Description
This panel examines how popular culture artefacts such as virus imagery, internet memes, inflatable costumes and fictional flags serve as dynamic tools for political expression, resistance, and reimagination. Across diverse contexts, the papers explore how visual and digital culture challenges conventional understandings of governance, security, and geopolitical identity.

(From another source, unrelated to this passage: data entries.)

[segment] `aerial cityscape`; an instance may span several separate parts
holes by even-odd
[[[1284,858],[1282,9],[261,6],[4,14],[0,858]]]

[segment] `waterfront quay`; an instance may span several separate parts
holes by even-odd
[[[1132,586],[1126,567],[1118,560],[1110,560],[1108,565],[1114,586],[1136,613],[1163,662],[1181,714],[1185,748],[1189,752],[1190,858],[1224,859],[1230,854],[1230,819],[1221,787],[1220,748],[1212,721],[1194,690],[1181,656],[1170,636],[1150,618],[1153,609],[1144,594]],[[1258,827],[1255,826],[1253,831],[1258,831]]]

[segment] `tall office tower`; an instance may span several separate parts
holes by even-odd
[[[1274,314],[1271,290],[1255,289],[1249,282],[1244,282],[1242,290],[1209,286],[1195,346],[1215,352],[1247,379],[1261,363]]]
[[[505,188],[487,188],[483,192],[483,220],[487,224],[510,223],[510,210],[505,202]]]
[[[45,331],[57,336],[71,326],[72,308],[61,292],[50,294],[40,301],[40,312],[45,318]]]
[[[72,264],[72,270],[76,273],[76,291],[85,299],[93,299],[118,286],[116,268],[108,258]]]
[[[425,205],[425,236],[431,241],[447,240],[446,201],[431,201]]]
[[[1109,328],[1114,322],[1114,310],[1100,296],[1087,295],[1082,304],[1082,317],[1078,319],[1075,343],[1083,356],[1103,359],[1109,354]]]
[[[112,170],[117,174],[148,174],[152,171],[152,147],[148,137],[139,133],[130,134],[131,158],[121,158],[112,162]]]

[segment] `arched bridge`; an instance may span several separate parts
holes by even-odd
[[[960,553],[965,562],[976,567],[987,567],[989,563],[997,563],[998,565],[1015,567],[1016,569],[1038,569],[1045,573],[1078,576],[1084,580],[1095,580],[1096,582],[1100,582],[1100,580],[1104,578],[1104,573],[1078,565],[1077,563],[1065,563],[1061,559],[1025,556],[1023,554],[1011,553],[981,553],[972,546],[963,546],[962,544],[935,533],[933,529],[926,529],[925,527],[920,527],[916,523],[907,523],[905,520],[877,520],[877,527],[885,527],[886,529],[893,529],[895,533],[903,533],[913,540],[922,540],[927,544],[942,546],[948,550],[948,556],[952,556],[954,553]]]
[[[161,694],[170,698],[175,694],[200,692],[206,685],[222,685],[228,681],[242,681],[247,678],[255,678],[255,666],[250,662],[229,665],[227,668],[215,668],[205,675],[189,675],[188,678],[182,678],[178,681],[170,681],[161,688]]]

Our papers centre on how the digital and ‘offline’ world cohere in fields such as health and finance and the power of humour and subversion in blending offline and offline activity in myriad forms. Papers explore the visual semiotics of viruses in pop culture, arguing that their representations shape the health-security nexus by materialising invisible threats and deepening public engagement with biomedical discourse. In the realm of finance, visuals in the form of ‘meme finance’ show how digital humour and viral content destabilise traditional financial governance, questioning the authority of economic expertise and reframing investment as a gamified, participatory spectacle. Satire is also at the foreground of online artefacts like Polandball and Kekistan, which are fictional entities and digital spaces that foster alternative forms of organisation for citizens that blur the boundaries between satire, nationalism, and protest. Relatedly, we explore how ‘performative transgressive frivolity’ in the form of inflatable frog costumes and absurdist protest tactics disrupt authoritarian aesthetics and reframe resistance through humour and spectacle.
Together, these papers illuminate how popular culture operates as a site of political contestation and creativity. Whether through visualising invisible threats, mocking financial orthodoxy, or embodying resistance in inflatable form, the panel demonstrates that cultural artifacts are not merely reflections of politics but are active agents in shaping political imaginaries and practices in the digital age.